Some of the most traditional Christmas candy is made from molten sugar, pulled and cooled enough to have sufficient melt strength to both form and hold its shape. Working with molten sugar is much like working with molten plastic or glass. Sugar can be formed into a rod and bound together in the same way artists in Murano make millefiori patterns in glass. Sugar can be blown like glass to form hollow structures, and it can be molded and stretched to form a myriad of shapes.
According to folklore, candy canes originated in Germany, where a cathedral’s choirmaster used them to quiet children at Christmas Eve service. Once shaped entirely by hand, patented machines have made these sugar treats, and others like ribbon candy, more uniform, affordable and accessible.
In the 20th century, several people received patents on ways to form candy canes by fusing different colors of molten materials together. Brasher O. Westerfield, of Detroit, Michigan, received Pat. No. 1,680,440 (shown below) for a “Candy Forming Machine” on August 14, 1928. The invention provides “mechanical means for forming a crook on a stick or strip of candy” (figure 6) and means for “cutting a strip of candy in to separate parts so that the same may be formed into canes” (figure 4). In the machine, the candy strip (35) is cut by a blade (29) and shaped by the pressing members (24).
Thirteen years later, the U.S. Patent and Trademark Office granted inventor Robert I. Strongin of Chicago, Illinois, Pat. No. 2,246,420 for a “Machine for Making Candy Canes" (below). This machine claimed to be more economical. The patent describes the device as a “machine which will receive the heated and elongated sticks of candy material from which the canes are produced and which will first cut the same into uniform lengths and then produce the desired bend and finally eject the completed canes onto a belt or other conveyor whereby they are delivered for packing and shipping.” It could easily produce canes of various sizes, and once set on a size, it speedily spit out uniform canes, limiting any wastes for the candy maker in costs and material.
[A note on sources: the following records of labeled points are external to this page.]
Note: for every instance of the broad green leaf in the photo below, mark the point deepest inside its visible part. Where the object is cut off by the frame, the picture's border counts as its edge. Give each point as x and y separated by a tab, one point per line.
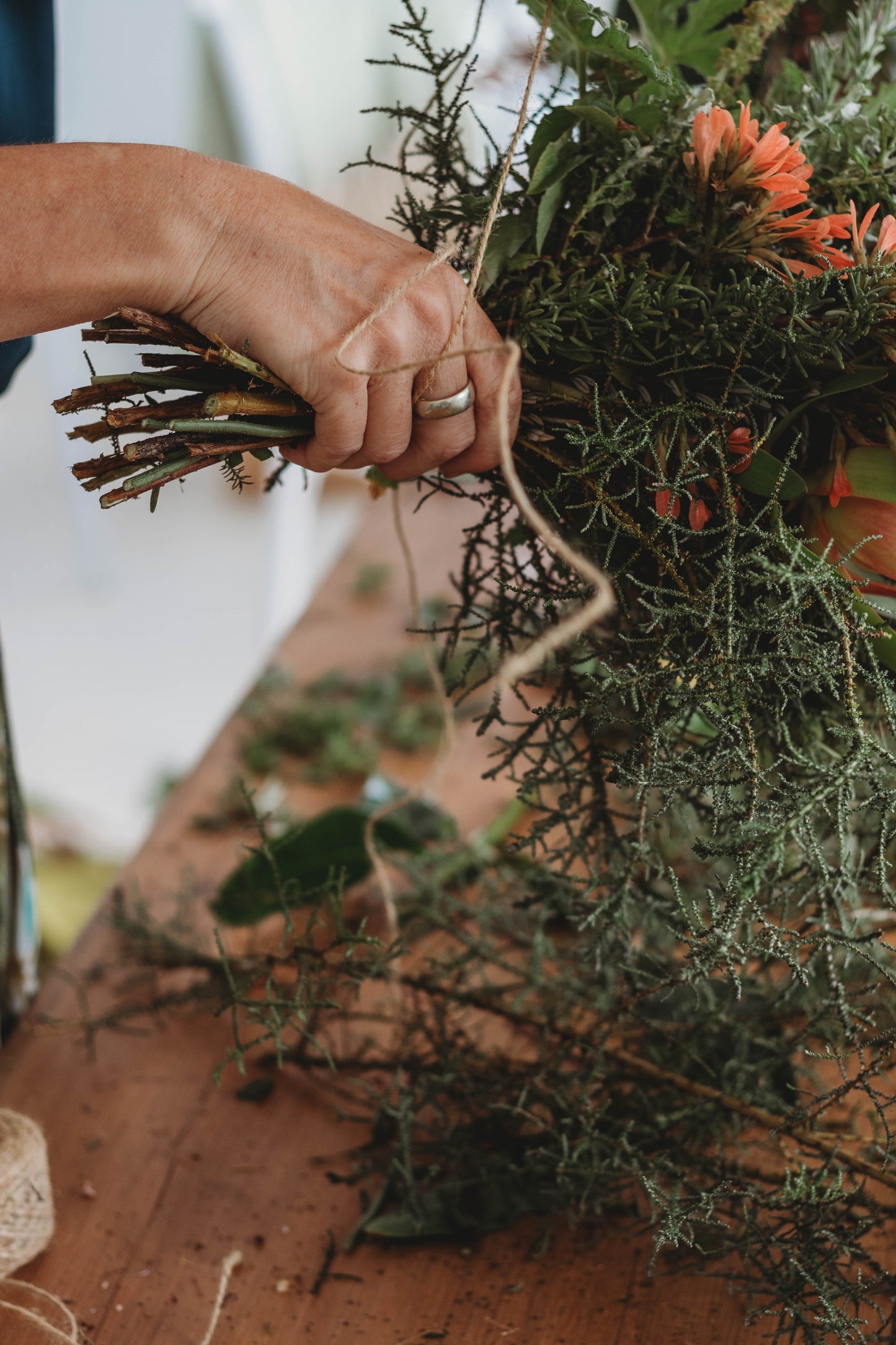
845	383
508	236
766	475
601	120
547	163
578	27
456	1211
556	163
871	473
548	207
696	42
327	849
548	130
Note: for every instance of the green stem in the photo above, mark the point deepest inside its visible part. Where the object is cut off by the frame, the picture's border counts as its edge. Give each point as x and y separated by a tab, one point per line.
262	429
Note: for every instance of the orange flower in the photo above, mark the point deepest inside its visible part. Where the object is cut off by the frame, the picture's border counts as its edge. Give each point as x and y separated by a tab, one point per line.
740	442
707	133
885	237
858	518
858	521
773	174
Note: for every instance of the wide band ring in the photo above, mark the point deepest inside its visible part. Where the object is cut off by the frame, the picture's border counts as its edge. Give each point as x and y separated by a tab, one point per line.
444	406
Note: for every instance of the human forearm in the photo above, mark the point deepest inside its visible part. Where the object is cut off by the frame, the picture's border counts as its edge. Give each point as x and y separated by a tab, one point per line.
86	228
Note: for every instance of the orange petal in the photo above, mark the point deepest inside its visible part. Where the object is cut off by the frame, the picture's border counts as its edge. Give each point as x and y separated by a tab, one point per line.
840	486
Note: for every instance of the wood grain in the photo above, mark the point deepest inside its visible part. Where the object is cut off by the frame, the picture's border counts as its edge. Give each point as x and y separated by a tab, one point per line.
183	1172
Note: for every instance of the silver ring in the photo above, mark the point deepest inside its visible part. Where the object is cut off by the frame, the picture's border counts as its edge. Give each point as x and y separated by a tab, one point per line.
444	406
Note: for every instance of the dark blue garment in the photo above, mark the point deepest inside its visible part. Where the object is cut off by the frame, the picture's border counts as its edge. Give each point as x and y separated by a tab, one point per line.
27	105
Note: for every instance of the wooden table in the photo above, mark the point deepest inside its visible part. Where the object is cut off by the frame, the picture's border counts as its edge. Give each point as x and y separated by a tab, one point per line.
183	1172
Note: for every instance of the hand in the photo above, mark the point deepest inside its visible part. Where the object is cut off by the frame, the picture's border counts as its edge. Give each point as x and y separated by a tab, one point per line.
296	275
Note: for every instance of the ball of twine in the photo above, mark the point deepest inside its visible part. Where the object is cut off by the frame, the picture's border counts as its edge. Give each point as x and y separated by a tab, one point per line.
26	1195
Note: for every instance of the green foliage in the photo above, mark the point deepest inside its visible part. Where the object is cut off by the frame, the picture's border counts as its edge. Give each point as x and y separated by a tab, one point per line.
675	988
339	725
327	853
714	775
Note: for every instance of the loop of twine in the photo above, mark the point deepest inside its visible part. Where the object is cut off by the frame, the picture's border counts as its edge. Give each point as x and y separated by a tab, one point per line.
27	1226
602	602
26	1196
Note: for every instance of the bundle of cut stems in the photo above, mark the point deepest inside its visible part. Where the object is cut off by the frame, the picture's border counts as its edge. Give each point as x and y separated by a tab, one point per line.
228	405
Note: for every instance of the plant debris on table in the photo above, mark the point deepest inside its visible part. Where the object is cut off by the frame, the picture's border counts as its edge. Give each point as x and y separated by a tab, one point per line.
228	405
675	993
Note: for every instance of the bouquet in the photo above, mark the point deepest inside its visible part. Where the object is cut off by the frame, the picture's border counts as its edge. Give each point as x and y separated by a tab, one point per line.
675	991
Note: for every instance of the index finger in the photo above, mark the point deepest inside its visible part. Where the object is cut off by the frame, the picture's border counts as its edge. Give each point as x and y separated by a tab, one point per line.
487	370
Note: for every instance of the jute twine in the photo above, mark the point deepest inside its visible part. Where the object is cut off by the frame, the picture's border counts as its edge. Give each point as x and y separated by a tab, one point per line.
602	601
27	1226
26	1196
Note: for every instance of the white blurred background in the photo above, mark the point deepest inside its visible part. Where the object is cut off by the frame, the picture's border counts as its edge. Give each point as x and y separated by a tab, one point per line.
128	639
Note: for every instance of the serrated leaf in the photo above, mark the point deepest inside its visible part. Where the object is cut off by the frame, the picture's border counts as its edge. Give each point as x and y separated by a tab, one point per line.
547	164
550	128
548	207
579	27
508	237
696	42
556	163
601	120
768	476
328	849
Like candy canes, boxes of ribbon candy appear on the shelves of stores at Christmas time, with each box containing ribbons of different colors and flavors. While the sugar candy is hard, it thin enough to easily break in to small pieces.
Crimping machines have been used for many different applications and materials, from metal to glass to paper, but one in particular, invented by Ernest S Kiester, of Lawrenceville, Illinois, was designed specifically for making ribbon candy. The patent (No. 1,162,616, below) for Kiester’s “Candy Ribbon Crimping Machine,” issued on November 30, 1915, describes the invention as “a simple and efficient machine…in which the ribbon will be properly crimped, stripped from the crimping rollers, and discharged from the machine without breaking the ribbon.” It also touted a special chute for the candy sliding out of the machine.